@FolhaS:
True and funny story that may be helpful to you:
I found that knowing how to do that stereotypical french laugh, that "hon hon hon hon", actually helps a bit to get the prononciation/accent down.
Then you mix it with their song (you know, every language has a song/rythmn), which I guess you're already learning with those radio shows, and the rest is memorizing vocabulary.
My challenge right now, besides the always present getting more vocabulary and training the verbs conjugation, is hearing the subtleties when people are just talking.
If I happen to catch a bit of news or maybe a ted-talk in french I can usually follow, since those people are speaking in carefull and enunciated manner but outside of that it still gets tricky.
Kinda like understanding the Queen's English and then hearing people from south-london or Scottland speak, there's a whole new learning curve.
Yeah you don't often meet people with that clean newscaster speech. But yeah i try to pick up on how it flows, but i imagine that even if i try to immerse myself and work at it for a few years i'll still have a thick horrible that the natives can poke fun at. Like haha he said large throaty noise when it's supposed to be medium throaty noise, what an oaf.
@Nilitch:
Anyway, I've been learning German for over a year now. And it's probably the hardest thing I've ever done beside studying philosophy. The grammar is so damn complicated, and for some reason the sentences have to be written backwards… Silent letters in French are really nothing compared to German grammar though.
That's pretty much exactly what i've been sitting here thinking about French.
Like i don't mind it that much, it just feels strange to start from the back.
@Nolus:
I wonder… at what point can a person say they speak a language? I'd certainly, with confidence say that I speak English and Hungarian, but I'm a little hesitant about Swedish or Finnish.
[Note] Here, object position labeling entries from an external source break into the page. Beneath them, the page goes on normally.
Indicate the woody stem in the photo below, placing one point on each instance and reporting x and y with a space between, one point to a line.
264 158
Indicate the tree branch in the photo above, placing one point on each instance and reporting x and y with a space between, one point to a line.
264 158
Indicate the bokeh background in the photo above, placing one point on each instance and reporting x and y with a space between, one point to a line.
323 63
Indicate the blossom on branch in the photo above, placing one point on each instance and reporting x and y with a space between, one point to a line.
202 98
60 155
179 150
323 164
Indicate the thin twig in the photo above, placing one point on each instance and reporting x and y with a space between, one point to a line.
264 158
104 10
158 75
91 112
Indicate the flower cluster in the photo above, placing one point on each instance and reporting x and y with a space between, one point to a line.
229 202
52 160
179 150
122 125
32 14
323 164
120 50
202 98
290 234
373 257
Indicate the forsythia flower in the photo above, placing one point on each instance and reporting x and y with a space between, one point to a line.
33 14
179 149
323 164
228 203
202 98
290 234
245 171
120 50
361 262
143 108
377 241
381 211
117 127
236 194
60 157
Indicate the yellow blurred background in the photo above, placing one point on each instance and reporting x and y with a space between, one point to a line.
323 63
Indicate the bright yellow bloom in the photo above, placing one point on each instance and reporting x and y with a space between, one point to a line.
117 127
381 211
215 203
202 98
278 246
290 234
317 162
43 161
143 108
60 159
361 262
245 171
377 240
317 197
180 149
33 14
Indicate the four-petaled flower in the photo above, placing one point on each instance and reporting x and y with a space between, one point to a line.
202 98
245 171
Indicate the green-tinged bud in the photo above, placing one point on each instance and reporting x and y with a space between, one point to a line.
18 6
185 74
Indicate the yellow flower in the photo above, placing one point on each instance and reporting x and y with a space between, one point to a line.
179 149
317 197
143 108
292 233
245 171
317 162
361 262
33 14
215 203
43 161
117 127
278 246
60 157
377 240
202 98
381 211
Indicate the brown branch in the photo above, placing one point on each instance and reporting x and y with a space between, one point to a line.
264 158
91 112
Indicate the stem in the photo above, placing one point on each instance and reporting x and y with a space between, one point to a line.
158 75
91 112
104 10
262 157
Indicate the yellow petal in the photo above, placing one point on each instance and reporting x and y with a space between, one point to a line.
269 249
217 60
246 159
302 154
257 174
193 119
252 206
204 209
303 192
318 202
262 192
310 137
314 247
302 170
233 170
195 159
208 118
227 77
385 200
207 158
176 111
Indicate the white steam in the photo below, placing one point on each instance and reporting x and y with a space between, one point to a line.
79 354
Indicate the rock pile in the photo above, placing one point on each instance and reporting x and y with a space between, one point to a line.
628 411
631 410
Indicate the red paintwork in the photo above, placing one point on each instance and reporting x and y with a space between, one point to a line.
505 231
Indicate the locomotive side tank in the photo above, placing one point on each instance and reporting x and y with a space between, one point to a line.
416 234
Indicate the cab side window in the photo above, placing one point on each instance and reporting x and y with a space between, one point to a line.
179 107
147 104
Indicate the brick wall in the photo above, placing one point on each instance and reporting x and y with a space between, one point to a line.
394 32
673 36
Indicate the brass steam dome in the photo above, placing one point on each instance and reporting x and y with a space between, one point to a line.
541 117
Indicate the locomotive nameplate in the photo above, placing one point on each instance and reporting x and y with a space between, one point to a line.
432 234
I could probably be able to navigate in an unfamiliar place using these languages, but I'm not proficent in them in any way.
My personal definition is when you can make use of the language without thinking about it.
Like if you can go thru a day and do that with minimum effort then dude you speak the langauge.
@brockhampton:
Catalan and Spanish as mother tongues, English at a Bachelor's degree in English Studies graduate level で は 今 日本語 を 勉強して いる。
Huh. So Catalan is a whole 'nother language huh.
I thought it was a dialect or something. Talk about a knowledge gap.